(Reuters) - Southwest Airlines Co on Thursday reported profit that beat analysts' expectations and projected significant savings from the cascading cost of fuel.
The largest U.S. airline by domestic traffic said its profit was $190 million last quarter, which fell short of its quarterly income of $212 million in the same period in 2013.
Yet the airline earned 59 cents per diluted share, excluding $214 million in special items, which exceeded analysts' average estimate of $0.55 cents per diluted share also excluding these charges, according to Thomson Reuters I/B/E/S.
"We have been very pleased with the overall performance of our markets under development, most notably Dallas Love Field, New York LaGuardia, and Reagan National," Chief Executive Officer Gary Kelly said in the earnings release.

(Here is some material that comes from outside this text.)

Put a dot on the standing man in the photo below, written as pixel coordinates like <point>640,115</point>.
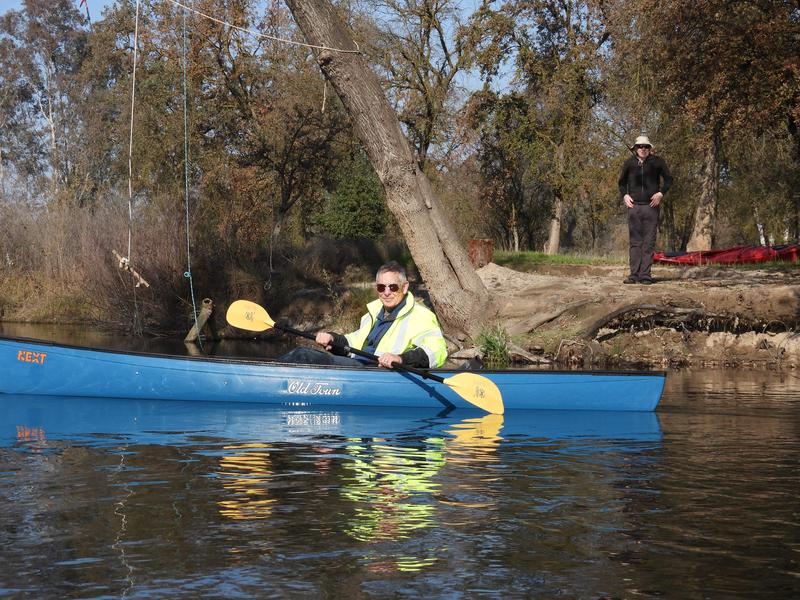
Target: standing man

The low-cost carrier completed a rapid round of expansion in 2014, introducing its first international flights last year as well as new routes from Dallas Love Field, an airport from which its flying was limited by statute until October 2014. While Southwest expects fewer milestones this year, it anticipates enormous savings from the oil glut, which has pushed global barrel prices down by more than 57 percent since June.

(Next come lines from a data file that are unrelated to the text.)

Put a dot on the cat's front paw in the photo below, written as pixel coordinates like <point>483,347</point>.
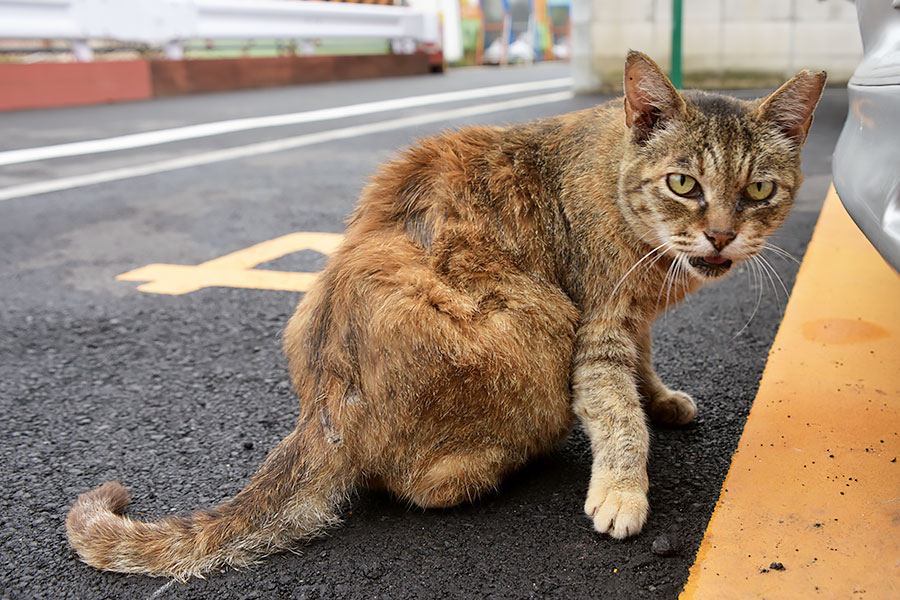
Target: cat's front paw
<point>618,512</point>
<point>672,408</point>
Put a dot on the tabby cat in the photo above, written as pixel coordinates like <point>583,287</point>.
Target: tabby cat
<point>494,285</point>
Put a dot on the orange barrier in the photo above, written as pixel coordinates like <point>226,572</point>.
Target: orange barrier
<point>43,85</point>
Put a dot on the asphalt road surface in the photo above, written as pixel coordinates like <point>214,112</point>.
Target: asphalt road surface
<point>181,396</point>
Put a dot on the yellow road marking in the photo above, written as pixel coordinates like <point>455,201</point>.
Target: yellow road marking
<point>815,484</point>
<point>236,269</point>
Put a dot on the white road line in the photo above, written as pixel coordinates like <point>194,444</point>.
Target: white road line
<point>163,136</point>
<point>205,158</point>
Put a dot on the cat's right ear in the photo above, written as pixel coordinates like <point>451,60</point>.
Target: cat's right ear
<point>650,98</point>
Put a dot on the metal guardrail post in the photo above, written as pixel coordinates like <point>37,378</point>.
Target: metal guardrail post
<point>676,75</point>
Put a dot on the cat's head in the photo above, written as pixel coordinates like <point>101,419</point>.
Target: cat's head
<point>705,177</point>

Southwest projected its fuel costs for the first quarter to be about $1.90 per gallon, which it says would amount to half a billion dollars in savings year-over-year. The airline paid on average $2.62 per gallon for fuel last quarter.
It also said it expects unit costs to decrease by one to two percent in the first quarter, excluding fuel, profit-sharing and special items.

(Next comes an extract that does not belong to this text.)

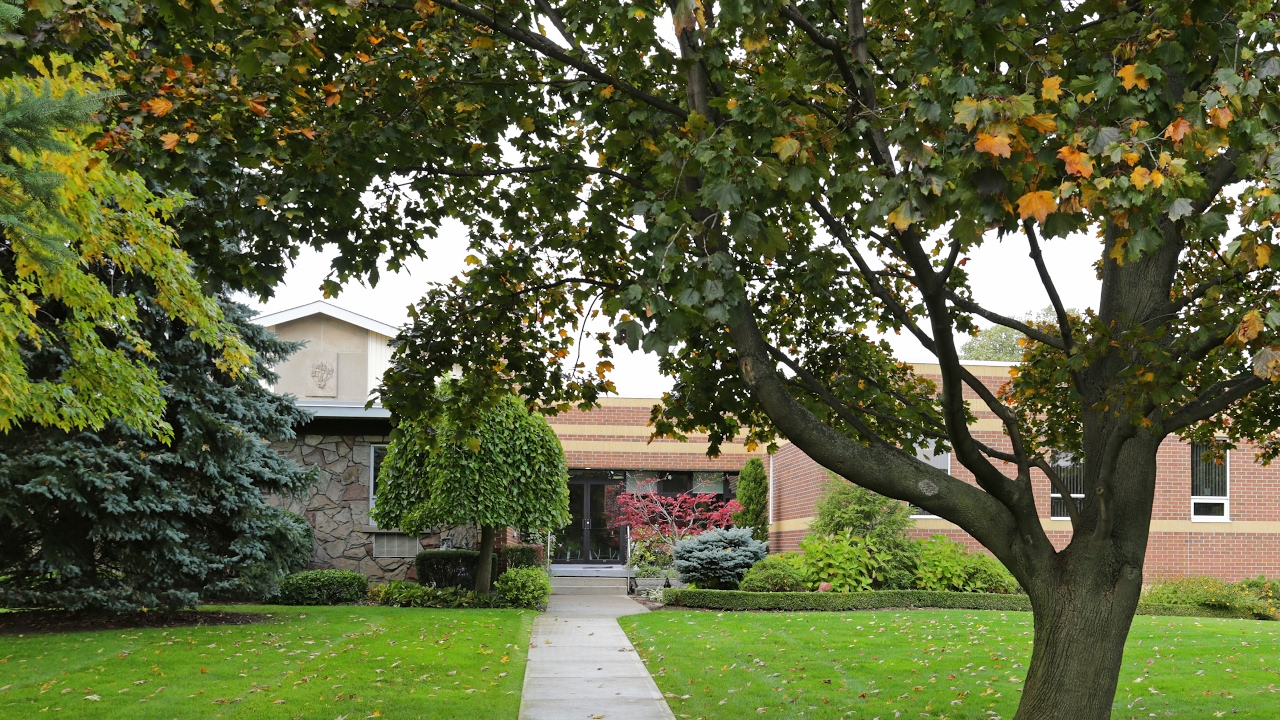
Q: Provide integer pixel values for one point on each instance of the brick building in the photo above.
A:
(1230, 527)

"Their costs overall are coming in a lot better," CRT Capital Group analyst Michael Derchin said, explaining that the phasing out of AirTran flights in December made Southwest more efficient. The two companies merged in 2011.
Southwest said it expects its passenger revenues in the first quarter to grow in line with its expected six percent increase in capacity year-over-year.
Company shares rose about 4.92 percent to trade at $43.89.